Multi-turn conversations can consume many tokens and exceed the model's context length, causing errors. Use these strategies to manage context and control costs.

1. Context management

The messages array grows with each round and may exceed the model's token limit. Use these methods to manage context length:

1.1. Context truncation

Keep only the most recent N rounds when history becomes too long. This is simple to implement but loses earlier conversation information.

1.2. Rolling summary

Summarize context as the conversation progresses to compress history and control length without losing core information:

a. When history reaches 70% of max context length, extract an earlier part (such as the first half) and make a separate API call to generate a "memory summary".

b.

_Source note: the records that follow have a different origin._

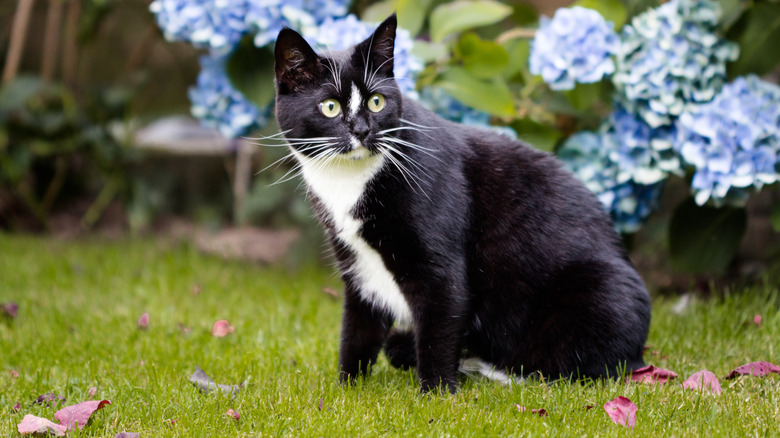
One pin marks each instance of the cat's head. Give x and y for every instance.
(341, 101)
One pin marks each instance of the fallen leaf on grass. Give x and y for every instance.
(758, 369)
(234, 414)
(540, 412)
(205, 384)
(31, 424)
(222, 328)
(48, 398)
(9, 310)
(143, 321)
(621, 411)
(79, 414)
(703, 380)
(651, 374)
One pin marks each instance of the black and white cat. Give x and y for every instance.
(487, 253)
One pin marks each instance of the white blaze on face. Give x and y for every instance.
(354, 101)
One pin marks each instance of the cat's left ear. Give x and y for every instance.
(379, 46)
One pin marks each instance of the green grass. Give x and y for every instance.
(76, 329)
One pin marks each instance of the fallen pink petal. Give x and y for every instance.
(31, 424)
(757, 369)
(222, 328)
(703, 380)
(48, 398)
(143, 321)
(79, 414)
(651, 374)
(621, 411)
(540, 412)
(9, 310)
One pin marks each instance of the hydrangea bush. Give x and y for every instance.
(217, 104)
(576, 45)
(733, 141)
(672, 59)
(673, 112)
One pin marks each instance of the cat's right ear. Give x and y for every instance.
(297, 65)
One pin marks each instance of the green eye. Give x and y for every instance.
(330, 107)
(376, 102)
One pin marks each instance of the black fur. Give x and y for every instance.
(499, 252)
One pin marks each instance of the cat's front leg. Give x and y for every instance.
(439, 322)
(363, 332)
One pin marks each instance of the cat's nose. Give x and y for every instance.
(360, 129)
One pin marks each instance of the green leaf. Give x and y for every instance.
(483, 59)
(758, 35)
(731, 10)
(519, 50)
(427, 51)
(411, 14)
(251, 71)
(541, 137)
(492, 96)
(611, 10)
(455, 17)
(704, 239)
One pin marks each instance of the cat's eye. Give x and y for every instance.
(376, 102)
(330, 107)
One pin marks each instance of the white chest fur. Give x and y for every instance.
(339, 185)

In the next request, replace the lengthy history with the "memory summary" and append recent rounds.

1.3. Vectorized retrieval

Rolling summaries can lose some information. To let the model recall relevant information from large conversation histories, use on-demand retrieval instead of linear context passing:

a. After each conversation round, store the conversation in a vector database.

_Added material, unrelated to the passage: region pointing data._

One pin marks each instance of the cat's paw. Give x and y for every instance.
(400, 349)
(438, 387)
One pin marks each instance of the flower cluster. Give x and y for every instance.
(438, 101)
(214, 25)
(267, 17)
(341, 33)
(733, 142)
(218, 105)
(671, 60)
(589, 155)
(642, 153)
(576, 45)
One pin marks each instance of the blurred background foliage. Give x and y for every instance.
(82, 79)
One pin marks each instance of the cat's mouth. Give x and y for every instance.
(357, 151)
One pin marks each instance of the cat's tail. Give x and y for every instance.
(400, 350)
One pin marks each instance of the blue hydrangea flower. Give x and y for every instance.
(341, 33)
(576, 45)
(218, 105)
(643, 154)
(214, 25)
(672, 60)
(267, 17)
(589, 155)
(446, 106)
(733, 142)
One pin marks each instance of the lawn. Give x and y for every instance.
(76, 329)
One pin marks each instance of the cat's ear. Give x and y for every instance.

b. When a user asks a question, retrieve relevant conversation records based on similarity.

c. Combine the retrieved conversation records with the most recent user input and send the combined content to the model.  

2. Cost control

Input tokens increase with each round, significantly raising costs. Use these cost management strategies:

2.1. Reduce input tokens

Use the context management strategies described previously to reduce input tokens and lower costs.

2.2. Use models that support context cache

In multi-turn requests, the messages array is repeatedly processed and billed. Model Studio provides context cache for models like qwen-max and qwen-plus, which reduces costs and improves response speed. Prioritize models that support context cache.

Context cache is enabled automatically—no code changes required.

Error codes

If the model call fails and returns an error message, see Error codes for resolution.